Resilience can be defined as an inner strength that enables you to bounce back when things do not go as planned, often connected to unexpected adversities. Some of us seem to be more resilient than others, due to our genetic makeup. Yet, still a lot depends on how people decide to respond. Resilient people don’t choose to feel like victims of external circumstances. They do not give up easily and if they fail - they bounce back ready to act again. They don’t let situations overwhelm and debilitate them. Nor do they run away from the source of stress or engage in a variety of avoidance mechanisms, such as diverting attention from the issue or, in extreme cases, turn to substance abuse to escape from or block out their disappointment or shame. The ones who persevere learn from their adversities and keep going.
We need to keep in mind that resilience is not about not making any mistakes. It is about how you persevere and what kind of narrative you create to rationalize failure. It is about what you say to yourself about the experience and what you tell others. That story matters, as our lives are highly impacted by the stories we tell ourselves.
It is helpful to look at resilience as a skill. When you look at it that way – you can practice it (and it can be practiced at individual and group levels).
It includes being able to take care of yourself by calming down, looking at events from multiple perspectives, asking for help, learning from what happened, practicing stress management, as well as planning for the future. It is the ability to avoid an all-or-nothing mindset, the practice of comparing oneself to others, and the habit of catastrophic thinking and complaining.
Resilience can be defined as an inner strength that enables you to bounce back when things do not go as planned.
All of the above enables seeing the reality for what it is and then dealing with whatever occurs. It has nothing to do with downplaying the situation or blowing things out of proportion. It helps avoid the very consuming practice of rumination, that is holding on to negative emotions for a long time with the usual “what if…” or ‘if only…” justification. It also reduces the habit of resenting or envying others and bearing grudges for a long time. Quite the opposite, it strengthens compassion and realization that everybody needs support and everybody is expected to give support when others are in trouble.

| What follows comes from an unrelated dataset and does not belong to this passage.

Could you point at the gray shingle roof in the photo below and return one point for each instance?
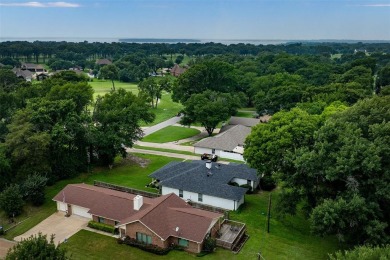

One of the most important practices that boosts personal resilience is taming inner critics. The best strategy to silence those voices is to have clear personal values – knowing what is important and why it is worthwhile carrying on the work that matters. Even in the presence of inner voices, which may repeatedly distract us by saying that we’re not good enough or that there are others who can do the job better – we need to have the guts to ‘hear’ them, acknowledge them, even thank them for their ‘concern’ and keep on going. We need to remember that we can be our own greatest critics.
To sum up, the factors, that help build resilience, are:
- Knowing your purpose, intention
- Knowing your strengths and focusing on them, rather than focusing on weaknesses
- Taming inner critics and their voices
- Owning the circumstances, even if not totally of our making
- Asking for help
While reflecting upon your own personal resilience - take an example of a recent setback in your life. Think about what went wrong and ask yourself:
In what way was it you who contributed to the issue?
Do you fully own the mistakes you made?
Do you look outside of yourself to find the guilty party?
How would you want the issue to be resolved in the future?
The more you can own your actions, with limited or ‘controlled’ emotional outpouring, the more resilient you are.